An den Stellen, an denen sich die Nuthe dichter an die Wohnsilos des Schlaatz heranschlängelt, ist der Uferstreifen zugänglicher: fast kein Unterholz mehr, dafür zwei breite Fahrspuren. Im vergangenen November hat das Wasser- und Bodenamt hier Tatsachen geschaffen. Begründung für die Aufräumaktion: Die vielen ins Wasser hängenden Zweige sorgten dafür, dass das Wasser nicht mehr abfließen könne – im Hochwasserfall ein Problem.

Im Prinzip richtig, sagt Nabu-Geschäftsführerin Schröder. „Doch dem Biber fehlt hier jetzt ein Großteil der Nahrungsgrundlage.“ Einzelne Äste zurückzuschneiden, die ins Wasser hängen, „das hätte es durchaus auch getan.“

Neuer Zündstoff

So hat die Aktion vor allem eins gebracht: Neuen Zündstoff in die Biberdebatte und Mehrarbeit für die Naturschützer. Denn die hungrige Biberfamilie macht sich nun an den Eichenbäumen am Ufer zu schaffen.

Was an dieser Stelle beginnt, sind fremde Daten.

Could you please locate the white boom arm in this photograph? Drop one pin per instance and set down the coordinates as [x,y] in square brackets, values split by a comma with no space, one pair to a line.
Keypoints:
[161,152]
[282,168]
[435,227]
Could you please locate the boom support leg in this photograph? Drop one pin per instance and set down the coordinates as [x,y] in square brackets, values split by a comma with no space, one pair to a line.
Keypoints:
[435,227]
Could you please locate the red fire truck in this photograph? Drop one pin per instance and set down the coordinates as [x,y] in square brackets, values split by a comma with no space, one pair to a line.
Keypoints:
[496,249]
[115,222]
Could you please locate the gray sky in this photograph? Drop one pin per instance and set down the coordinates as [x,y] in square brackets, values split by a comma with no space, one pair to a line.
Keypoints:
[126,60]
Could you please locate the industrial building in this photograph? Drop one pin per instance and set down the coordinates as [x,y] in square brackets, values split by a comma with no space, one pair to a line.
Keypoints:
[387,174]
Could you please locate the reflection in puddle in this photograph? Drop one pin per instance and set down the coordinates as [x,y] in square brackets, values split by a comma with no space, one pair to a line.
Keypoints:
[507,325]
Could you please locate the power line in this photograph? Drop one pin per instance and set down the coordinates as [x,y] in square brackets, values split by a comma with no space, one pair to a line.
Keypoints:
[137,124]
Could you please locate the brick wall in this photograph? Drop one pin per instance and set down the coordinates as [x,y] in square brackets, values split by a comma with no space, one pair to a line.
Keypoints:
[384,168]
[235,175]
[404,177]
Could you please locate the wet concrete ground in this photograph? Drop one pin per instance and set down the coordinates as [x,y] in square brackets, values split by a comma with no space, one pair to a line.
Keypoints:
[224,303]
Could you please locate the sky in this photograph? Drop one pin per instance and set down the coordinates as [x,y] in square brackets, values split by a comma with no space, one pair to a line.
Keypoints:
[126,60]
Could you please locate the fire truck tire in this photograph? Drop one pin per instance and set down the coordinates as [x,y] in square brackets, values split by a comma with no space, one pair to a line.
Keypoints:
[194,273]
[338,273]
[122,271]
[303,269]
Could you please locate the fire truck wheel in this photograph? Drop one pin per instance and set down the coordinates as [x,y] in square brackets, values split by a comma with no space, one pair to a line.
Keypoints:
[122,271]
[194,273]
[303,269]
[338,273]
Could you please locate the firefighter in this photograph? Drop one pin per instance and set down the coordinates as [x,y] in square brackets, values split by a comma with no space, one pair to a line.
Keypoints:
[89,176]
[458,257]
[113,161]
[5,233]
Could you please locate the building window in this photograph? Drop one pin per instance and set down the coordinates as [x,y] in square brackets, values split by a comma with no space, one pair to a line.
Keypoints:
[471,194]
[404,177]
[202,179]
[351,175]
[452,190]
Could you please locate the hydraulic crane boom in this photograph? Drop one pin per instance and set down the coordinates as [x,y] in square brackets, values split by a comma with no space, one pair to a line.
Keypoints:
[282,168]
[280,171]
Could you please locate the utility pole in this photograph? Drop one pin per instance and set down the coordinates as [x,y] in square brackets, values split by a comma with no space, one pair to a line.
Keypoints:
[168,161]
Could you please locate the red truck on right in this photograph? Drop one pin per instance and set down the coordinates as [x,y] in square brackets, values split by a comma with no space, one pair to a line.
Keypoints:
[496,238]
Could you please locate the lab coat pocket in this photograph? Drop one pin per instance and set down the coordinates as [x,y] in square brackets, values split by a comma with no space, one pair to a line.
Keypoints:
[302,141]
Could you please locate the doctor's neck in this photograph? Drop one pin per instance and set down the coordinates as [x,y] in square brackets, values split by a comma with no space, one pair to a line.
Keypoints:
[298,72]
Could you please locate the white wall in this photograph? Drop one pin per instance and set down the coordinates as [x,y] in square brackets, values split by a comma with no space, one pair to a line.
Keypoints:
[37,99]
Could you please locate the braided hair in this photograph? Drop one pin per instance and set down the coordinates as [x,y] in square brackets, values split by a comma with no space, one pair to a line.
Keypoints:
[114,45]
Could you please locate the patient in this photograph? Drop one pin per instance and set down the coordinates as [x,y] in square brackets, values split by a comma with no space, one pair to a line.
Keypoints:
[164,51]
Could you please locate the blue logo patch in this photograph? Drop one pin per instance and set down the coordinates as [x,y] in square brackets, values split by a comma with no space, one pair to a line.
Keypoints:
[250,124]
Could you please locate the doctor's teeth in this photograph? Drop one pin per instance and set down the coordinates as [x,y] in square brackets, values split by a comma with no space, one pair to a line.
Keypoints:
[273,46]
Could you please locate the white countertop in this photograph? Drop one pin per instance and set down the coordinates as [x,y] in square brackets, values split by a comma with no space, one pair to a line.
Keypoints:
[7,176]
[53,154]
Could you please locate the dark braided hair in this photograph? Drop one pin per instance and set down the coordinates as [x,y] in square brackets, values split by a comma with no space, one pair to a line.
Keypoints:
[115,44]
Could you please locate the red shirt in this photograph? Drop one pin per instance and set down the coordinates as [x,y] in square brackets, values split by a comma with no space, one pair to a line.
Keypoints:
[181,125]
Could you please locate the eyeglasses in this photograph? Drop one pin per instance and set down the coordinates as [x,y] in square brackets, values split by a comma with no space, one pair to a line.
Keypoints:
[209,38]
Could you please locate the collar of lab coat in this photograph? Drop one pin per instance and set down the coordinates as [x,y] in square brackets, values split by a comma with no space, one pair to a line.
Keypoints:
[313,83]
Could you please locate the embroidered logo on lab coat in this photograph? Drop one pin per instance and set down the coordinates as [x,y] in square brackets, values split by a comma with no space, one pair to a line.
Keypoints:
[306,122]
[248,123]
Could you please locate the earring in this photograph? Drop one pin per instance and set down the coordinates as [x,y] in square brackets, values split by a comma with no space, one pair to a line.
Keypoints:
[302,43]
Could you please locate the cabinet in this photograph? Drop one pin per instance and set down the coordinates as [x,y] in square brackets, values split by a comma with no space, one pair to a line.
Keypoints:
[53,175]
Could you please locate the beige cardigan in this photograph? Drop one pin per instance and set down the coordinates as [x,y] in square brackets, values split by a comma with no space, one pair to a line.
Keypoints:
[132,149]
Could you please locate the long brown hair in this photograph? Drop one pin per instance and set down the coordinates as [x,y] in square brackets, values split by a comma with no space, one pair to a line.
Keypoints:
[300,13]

Dabei sei das doch ganz einfach zu verstehen, sagt Sell: „Wir nehmen dem Biber seinen Lebensraum, also nutzt er unseren. Der ist ja nicht blöd.“

Mit anderen Worten: Der Biber macht Arbeit, eine ganze Menge sogar, weil er nicht in eine extensiv genutzte Kulturlandschaft passt, wie sie der Mensch geschaffen hat. Doch wie viel Arbeit er macht, das hat wiederum der Mensch in der Hand.

Und er könnte die Arbeitskraft des Bibers sogar nutzen, statt gegen ihn zu arbeiten. Bei der Renaturierung von künstlich begradigten Flüssen sei der Biber quasi Experte, sagt Schröder. Bauten und ins Wasser gezogene Äste sorgten von ganz alleine für einen mäandernden Fließverlauf. „Eine gezielte Nutzung des Bibers ist aber schwierig“, schränkt Schröder ein. Und Burghard Sell betont, dass der Bibereben ein anderer Landschaftsgärtner sei als der Mensch.

Geschmack hat er jedenfalls, der Biber: hübsch, wie er die Zweige um sein ehemaliges Wohnzimmer unterm Holunderbusch drapiert hat. Als im November die Maschinen des Wasser- und Bodenamts anrückten, den Holunderbusch entwurzelten und so auch die Decke seines Erdbaus beinahe zum Einsturz brachten, hat er dann aber lieber ein paar Kilometer weiter die Nuthe hinauf neu gebaut. Er ist ja nicht blöd.